Dois documentários em exibição no Netflix são tão
parecidos que poderiam ser vistos como os dois episódios iniciais de uma série.
São filmes diferentes, porém, feito por pessoas diferentes e abordando dois
assuntos distintos.
O primeiro é The
Tinder Swindler (Felicity Morris, 2022), sobre um picareta que se fingia de
milionário no Tinder para arranjar namoradas ricas e engalobar o dinheiro
delas.
O segundo é Fyre:
The Greatest Party that Never Happened (Chris Smith, 2019), sobre um
festival de música pop numa ilha distante, onde nada deu certo. Prejuízos
milionários foram causados a um monte de gente, e o organizador de tudo acabou
na cadeia.
Esses dois filmes poderiam ser vistos e pensados em
conjunto com uma porção de outros que venho comentando esporadicamente aqui no
blog: The Corporation (Mark Achbar
& Jennifer Abbott, 2003), TrabalhoInterno (“Inside Job”, Charles
Ferguson, 2010), Capitalismo, UmaHistória de Amor (Michael Moore, 2009), MarginCall – O Dia Antes do Fim (“Margin Call”, J. C. Chandor, 2011)... E chega, né?
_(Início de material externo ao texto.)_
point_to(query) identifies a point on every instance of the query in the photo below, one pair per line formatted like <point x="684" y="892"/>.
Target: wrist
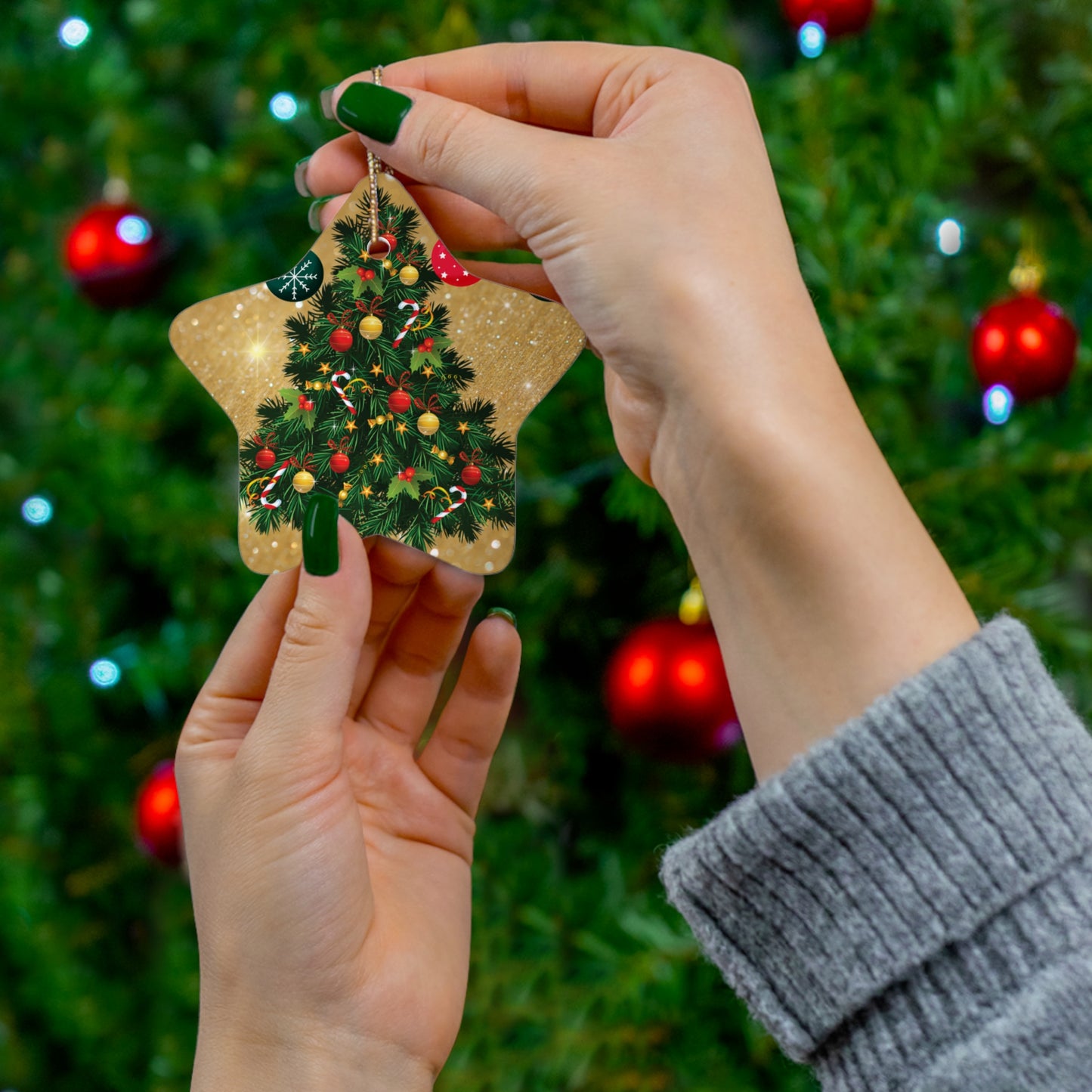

São muitos, e aconselho todos estes.
Minha mãe dizia, do alto de sua sabedoria caririzeira,
que “tudo demais é veneno”. Isso vale para o dinheiro, também. O mundo
neo-liberal de hoje (ao qual nosso país está atrelado) está bêbado de dinheiro,
envenenado de dinheiro, e esse dinheiro nem é tão volumoso assim – ele apenas
está concentrado numa lasquinha mínima da população. E isso permite a
ocorrência de todos os absurdos descritos nos filmes acima.
Para ser justo, afirmo também que livro demais é veneno,
café demais é veneno, cerveja demais é veneno, tudo demais é veneno.
James Joyce, num dos melhores contos de Dublinenses (“After the Race”, 1914),
afirmou com lucidez profética: “Rapid
motion through space elates one; so does notoriety; so does the possession of
money.”
Joyce estava escrevendo no contexto da febre nascente do
automobilismo, e das primeiras corridas de carros, aquelas baratinhas
tossideiras e sacolejantes do começo do século passado. O movimento rápido
através do espaço deixa uma pessoa inebriada; o mesmo acontece com a fama; o
mesmo acontece com a posse de muito dinheiro.
Imagine as três coisas juntas.
Simon Leviev era um rapaz pobre de Israel, que ainda
adolescente migrou para os Estados Unidos. Desde cedo começou a dar pequenos
golpes. Quando entrou para o Tinder, o aplicativo de encontros, começou a se
dar bem. Apresentava-se como filho de um bilionário dos diamantes em Israel. Logo
no primeiro encontro, levava as mulheres para restaurantes de luxo onde o maître
e os garçons o tratavam com atenção e familiaridade. Dirigia carros caríssimos,
pagava passagens de avião – era aquele tipo do cara que diz para a namorada: “Londres
está muito chata, hoje. Vamos jantar em Roma?...”
As mulheres caíam com gosto na conversa dele, que era
bonitão e descolado. Aí começavam os problemas. “Sou um homem visado,
perseguido por inimigos”, explicava ele, porque o ambiente dos diamantes
envolve bilhões, interesses políticos, interesses escusos. “Estou sendo
seguido... estão grampeando meu celular...”
Além do romance amoroso, as pretendentes estavam vivendo
um romance de aventuras e se dispunham a tudo para ajudar um cara tão bacana, tão
resoluto, perseguido por capangas, precisando de guarda-costas. Não há como não
lembrar A Identidade Bourne, em que
uma moça se mete numa intriga internacional porque simpatizou com Matt Damon.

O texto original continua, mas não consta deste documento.